- Trey Gowdy urged the release of an FBI transcript he says contains exculpatory information gathered during the bureau’s Trump-Russia probe.
- Gowdy said in an interview on Fox News that there are likely other transcripts that should be released.
- The transcript in question is likely to be from a September 2016 conversation between alleged FBI informant Stefan Halper and George Papadopoulos.
Former South Carolina Rep. Trey Gowdy urged the release of FBI transcripts Sunday that he indicated were taken from conversations a bureau informant had during the 2016 presidential campaign with former Trump adviser George Papadopoulos.
Gowdy, the former chairman of the House Oversight Committee, also said there are likely to be additional transcripts of FBI informant contacts with Trump aides.
“The one you referenced is a single transcript. There are going to be others,” Gowdy said in an interview with Fox News host Maria Bartiromo.
Bartiromo asked Gowdy about his past comments regarding an FBI transcript he said has exculpatory information related to the bureau’s investigation of the Trump campaign.
Gowdy told Bartiromo on June 23 that the transcript “changed my perspective” on the Trump-Russia investigation. The retired Republican lawmaker viewed the classified transcript when he served on the House Intelligence Committee.
Other Republicans have alluded to the transcript and suggested it was of a conversation that Papadopoulos had in September 2016 in London with Stefan Halper, a former Cambridge professor who is reportedly a longtime FBI informant.
Halper first met with Trump campaign adviser Carter Page in July 2016. He contacted Papadopoulos out of the clear blue on Sept. 2, 2016, offering him $3,000 and a trip to London under the guise of providing research about energy security issues.
A woman Halper identified as his assistant named Azra Turk accompanied him. Turk is an alias for a government investigator, The New York Times reported on May 1.
Papadopoulos has told the Daily Caller News Foundation that Halper and Turk both asked him whether the Trump campaign was involved in Russia’s hacking of Democrats’ emails. But the former Trump aide said he rejected the question out of hand, saying that hacking emails would be illegal.
“What you just described is textbook exculpatory information. It tends to show that a person did not commit a crime,” said Gowdy, after Baritromo described the Papadopoulos-Halper interactions.
The special counsel’s investigation did not find that Papadopoulos or anyone else on the Trump campaign helped Russia hack or release Democrats’ emails. Papadopoulos pleaded guilty in the special counsel’s probe to lying to the FBI about contacts he had with Joseph Mifsud, a mysterious Maltese professor he met soon after joining the Trump team.
Gowdy said he is “clueless” as to why the transcripts are being withheld from public view.
“It is not that level of classification that is going to impact relationships with our allies,” said Gowdy.

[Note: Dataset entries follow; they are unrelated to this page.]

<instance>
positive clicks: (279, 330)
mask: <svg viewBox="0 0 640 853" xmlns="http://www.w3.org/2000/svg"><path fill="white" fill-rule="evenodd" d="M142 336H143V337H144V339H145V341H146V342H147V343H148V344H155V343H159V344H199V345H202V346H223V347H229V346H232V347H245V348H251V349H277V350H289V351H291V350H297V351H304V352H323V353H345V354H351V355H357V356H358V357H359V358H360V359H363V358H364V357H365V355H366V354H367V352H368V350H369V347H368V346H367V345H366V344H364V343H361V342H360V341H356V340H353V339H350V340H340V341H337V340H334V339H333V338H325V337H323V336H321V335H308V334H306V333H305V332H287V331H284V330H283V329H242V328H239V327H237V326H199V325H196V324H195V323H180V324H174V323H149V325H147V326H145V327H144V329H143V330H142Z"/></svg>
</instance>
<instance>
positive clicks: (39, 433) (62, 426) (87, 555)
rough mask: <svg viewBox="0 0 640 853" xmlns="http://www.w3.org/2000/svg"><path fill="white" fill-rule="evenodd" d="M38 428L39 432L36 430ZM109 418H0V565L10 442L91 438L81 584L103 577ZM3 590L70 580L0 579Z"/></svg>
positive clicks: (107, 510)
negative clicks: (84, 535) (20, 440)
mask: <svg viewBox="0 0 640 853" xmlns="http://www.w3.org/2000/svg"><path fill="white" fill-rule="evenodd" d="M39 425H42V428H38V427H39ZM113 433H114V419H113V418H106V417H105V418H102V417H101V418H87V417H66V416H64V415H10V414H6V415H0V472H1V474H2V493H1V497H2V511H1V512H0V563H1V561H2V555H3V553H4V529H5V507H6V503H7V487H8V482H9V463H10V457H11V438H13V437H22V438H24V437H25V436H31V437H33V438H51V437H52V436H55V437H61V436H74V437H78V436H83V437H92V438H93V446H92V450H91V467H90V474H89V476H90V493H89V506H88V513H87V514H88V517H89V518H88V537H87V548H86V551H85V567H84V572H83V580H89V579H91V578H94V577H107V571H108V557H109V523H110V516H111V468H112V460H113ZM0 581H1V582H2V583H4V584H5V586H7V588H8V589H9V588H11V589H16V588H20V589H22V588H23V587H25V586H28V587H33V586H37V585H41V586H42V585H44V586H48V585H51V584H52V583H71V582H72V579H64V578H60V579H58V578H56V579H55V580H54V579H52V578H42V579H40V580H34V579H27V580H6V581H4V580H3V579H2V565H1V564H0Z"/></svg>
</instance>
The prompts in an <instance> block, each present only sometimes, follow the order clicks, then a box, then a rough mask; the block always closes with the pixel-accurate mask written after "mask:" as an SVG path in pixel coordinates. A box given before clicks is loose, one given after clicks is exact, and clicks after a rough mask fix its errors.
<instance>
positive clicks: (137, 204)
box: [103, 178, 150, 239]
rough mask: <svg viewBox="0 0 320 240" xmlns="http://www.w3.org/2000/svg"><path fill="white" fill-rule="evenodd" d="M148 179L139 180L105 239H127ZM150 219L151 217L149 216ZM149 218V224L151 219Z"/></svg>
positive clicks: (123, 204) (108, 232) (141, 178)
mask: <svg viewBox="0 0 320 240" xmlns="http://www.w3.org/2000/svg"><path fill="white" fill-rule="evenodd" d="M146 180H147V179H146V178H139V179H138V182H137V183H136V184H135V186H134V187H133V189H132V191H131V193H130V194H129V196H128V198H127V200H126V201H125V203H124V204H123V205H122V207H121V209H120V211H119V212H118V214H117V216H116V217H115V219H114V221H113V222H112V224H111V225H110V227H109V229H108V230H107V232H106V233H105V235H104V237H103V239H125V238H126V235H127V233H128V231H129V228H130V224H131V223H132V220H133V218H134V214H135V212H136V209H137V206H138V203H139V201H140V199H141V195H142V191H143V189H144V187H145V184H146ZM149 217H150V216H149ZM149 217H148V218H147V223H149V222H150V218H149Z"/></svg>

For the transcript to be released, President Donald Trump or Attorney General William Barr would have to declassify the document. Trump has said for months he plans to declassify a slew of documents related to the FBI’s investigation of the Trump campaign, but on May 23 he ceded that authority to Barr, who is leading an investigation into government surveillance activities directed at Trump associates.
Gowdy also hinted Sunday that transcripts indicate the FBI’s investigation was focused more heavily on the Trump campaign rather than on Russia, as numerous current and former FBI officials have asserted.
“The FBI and the DOJ said it was never intended to investigate the Trump campaign, just Russia,” said Gowdy. “Okay, great. Show us the transcripts. Show us what questions you coached the informants or the cooperating witnesses to ask of the Trump campaign officials. If it’s not about the campaign then you win, you’re right. But if you’re veering over into the campaign, or if your questions are not solely about Russia, then you’ve been misleading us for two years.”
“Just release the transcripts, and we can tell for ourselves when it began and what it was about,” he said.